Di seguito l’incipit di Come un tuono d’Estate, il mio nuovo romanzo ambientato all’Esquilino
Non so cosa diavolo voglia Alberto, per farmi chiamare così di fretta: ero nei giardini di Piazza Vittorio, gettando briciole alle papere del laghetto, in attesa del commissario Ingravallo, per avere qualche dettaglio con cui arricchire e condire il mio prossimo articolo di nera. Scrivere è cucinare, sotto tanti punti di vista, e le parole, gli aggettivi e gli avverbi sono come salse e spezie; poche e il risultato è sciapo, con il lettore che sbadiglia. Troppe e perde il filo, con il cervello che digerisce male i concetti.
Mentre inseguivo questi pensieri, che Alberto definirebbe oziosi, da scrittore frustrato invece che da buon giornalista, all’improvviso mi sono trovato davanti uno dei garzoni del mercato, con i pantaloni di fustagno e la camicia bianca sporca di grasso e sangue. Puzzava anzi che no.
“ Sete voi Camisasca ? ” mi ha detto, tutto affannato.
Mi sono grattato il capo, improvvisando un paio di smorfie.
“ Ha qualcosa da dirmi sulla rapina ai danni della vedova Menegazzi ?“.
Il garzone ha scosso il capo con vigore.
“Magari, almeno ce guadagnavo quarcosa… Me manda ‘nvece Don Umberto, er pretonzolo de Sant’Eusebio… Ce l’ha presente no ? Quello ‘mpettito come l’Alberone, co’ l’occhiali tonni e la faccia che pare la Luna”.
“Sì, sì… Ma non capisco cosa possa volere… Non sono tanto di messa, io…”
Il garzone si è fatto un paio di segni della croce, per poi guardare preoccupato verso la scalinata della chiesa, temendo di vedere la tonaca nera del parroco spuntare all’improvviso.
“ E che j’hanno telefonato ‘n sagrestia, dicenno de trovalla urgentemente. Io ero appena ‘ntrato, ma dalla porta de dietro, a Principe Amedeo, pe’ consegnà ‘na chilata de braciole d’abbacchio e la coratella, che subito zi’ prete m’ha fregato.
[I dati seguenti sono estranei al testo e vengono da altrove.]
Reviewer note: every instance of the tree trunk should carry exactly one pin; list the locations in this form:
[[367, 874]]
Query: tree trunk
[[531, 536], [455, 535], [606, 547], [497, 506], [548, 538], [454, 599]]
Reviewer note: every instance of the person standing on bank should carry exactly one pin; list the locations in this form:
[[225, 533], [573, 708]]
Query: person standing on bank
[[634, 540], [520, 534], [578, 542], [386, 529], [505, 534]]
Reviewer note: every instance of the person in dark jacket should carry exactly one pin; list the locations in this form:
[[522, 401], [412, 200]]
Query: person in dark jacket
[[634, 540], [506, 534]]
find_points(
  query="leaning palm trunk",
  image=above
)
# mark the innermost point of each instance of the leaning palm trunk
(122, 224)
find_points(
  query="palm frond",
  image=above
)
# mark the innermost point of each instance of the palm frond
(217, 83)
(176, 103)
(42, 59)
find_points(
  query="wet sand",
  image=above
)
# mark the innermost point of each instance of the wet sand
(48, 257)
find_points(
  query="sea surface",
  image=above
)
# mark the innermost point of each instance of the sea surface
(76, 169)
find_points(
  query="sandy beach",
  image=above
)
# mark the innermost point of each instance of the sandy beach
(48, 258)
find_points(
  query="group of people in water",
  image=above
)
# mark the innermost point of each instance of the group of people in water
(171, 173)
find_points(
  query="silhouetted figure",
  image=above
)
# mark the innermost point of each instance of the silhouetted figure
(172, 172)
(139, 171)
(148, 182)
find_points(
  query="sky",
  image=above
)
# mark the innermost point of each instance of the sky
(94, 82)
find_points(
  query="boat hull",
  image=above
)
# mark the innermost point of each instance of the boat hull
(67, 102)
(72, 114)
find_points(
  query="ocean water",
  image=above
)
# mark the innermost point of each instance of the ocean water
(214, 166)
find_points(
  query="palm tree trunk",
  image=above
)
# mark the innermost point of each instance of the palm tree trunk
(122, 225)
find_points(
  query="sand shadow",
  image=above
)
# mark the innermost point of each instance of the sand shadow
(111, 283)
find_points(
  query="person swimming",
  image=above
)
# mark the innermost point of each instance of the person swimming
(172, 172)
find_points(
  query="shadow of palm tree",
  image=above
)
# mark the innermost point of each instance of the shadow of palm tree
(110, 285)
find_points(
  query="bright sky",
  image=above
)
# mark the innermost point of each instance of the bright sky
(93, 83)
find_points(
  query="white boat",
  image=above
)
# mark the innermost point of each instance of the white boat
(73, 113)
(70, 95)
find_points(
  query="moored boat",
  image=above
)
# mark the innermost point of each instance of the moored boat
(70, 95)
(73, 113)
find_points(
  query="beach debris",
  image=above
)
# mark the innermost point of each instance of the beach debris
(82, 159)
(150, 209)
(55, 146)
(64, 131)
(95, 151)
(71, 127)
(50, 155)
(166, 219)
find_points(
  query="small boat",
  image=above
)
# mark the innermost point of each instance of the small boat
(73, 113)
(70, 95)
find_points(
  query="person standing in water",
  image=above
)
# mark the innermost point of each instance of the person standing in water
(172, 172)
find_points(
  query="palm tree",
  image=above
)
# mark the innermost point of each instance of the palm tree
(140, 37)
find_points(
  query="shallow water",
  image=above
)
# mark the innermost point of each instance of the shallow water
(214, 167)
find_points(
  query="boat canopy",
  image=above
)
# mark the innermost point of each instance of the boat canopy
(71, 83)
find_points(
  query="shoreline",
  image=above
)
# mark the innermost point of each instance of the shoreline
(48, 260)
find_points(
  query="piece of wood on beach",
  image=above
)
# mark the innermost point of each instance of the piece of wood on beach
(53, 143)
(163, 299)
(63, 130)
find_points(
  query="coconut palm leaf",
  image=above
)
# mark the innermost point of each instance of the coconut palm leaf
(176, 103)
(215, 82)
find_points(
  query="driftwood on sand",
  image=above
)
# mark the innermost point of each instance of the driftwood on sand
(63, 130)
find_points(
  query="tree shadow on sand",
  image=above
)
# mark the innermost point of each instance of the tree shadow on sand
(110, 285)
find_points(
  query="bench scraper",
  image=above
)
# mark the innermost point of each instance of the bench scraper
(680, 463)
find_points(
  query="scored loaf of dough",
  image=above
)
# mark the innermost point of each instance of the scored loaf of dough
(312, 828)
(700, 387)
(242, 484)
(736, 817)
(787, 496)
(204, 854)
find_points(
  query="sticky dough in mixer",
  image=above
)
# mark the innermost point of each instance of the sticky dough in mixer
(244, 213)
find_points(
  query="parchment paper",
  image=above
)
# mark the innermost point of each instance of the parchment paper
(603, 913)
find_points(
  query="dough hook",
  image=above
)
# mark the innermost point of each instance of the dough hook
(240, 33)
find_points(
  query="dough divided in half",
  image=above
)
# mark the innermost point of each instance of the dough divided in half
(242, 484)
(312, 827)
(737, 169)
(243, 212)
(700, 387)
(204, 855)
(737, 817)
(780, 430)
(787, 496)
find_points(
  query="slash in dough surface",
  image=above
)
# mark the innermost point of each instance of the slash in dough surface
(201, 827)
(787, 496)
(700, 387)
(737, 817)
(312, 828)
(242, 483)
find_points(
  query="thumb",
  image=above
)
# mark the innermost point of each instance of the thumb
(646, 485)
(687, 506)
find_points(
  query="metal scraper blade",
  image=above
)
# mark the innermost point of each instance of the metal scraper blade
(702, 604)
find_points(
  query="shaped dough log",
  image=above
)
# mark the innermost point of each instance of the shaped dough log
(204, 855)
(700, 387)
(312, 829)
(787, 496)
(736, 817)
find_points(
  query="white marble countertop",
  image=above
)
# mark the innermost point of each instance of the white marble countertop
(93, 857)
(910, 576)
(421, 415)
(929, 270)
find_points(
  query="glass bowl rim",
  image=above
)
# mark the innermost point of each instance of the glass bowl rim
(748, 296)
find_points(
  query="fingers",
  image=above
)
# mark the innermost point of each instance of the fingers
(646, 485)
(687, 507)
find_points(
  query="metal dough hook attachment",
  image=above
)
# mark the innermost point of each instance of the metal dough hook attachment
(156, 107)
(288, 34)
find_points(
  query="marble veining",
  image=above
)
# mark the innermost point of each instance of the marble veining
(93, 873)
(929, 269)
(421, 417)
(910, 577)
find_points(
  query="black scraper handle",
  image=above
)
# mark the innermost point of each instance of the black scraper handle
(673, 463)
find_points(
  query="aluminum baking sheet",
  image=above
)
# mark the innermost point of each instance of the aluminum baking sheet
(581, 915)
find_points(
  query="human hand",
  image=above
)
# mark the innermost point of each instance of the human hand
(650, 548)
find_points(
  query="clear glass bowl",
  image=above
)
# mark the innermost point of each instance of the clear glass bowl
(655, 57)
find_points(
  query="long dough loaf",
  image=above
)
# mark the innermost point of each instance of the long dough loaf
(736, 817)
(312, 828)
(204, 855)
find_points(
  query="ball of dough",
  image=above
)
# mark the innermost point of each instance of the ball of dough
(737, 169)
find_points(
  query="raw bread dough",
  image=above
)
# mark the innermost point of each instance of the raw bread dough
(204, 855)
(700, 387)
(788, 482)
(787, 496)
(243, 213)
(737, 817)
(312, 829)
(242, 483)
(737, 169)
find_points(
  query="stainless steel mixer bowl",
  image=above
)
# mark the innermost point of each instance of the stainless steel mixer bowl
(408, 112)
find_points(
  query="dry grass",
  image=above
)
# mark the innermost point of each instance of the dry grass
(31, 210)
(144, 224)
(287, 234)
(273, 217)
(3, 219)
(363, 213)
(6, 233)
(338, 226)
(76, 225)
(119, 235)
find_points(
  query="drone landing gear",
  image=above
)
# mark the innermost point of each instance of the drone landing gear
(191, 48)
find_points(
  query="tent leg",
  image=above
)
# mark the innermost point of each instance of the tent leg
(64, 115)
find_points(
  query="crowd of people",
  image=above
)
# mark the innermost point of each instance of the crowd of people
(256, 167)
- Non perdere tempo Pisciarè che una cosa importante, altrimenti la prossima volta che ti confessi, oltre a un centinaio d’Ave Maria e di Pater Noster, ti ammollo pure tre o quattro ceffoni.
Così m’ha detto don Umberto… E detto fra noi, dato che c’ha du’ mani che parono palanche, me so’ sbrigato”.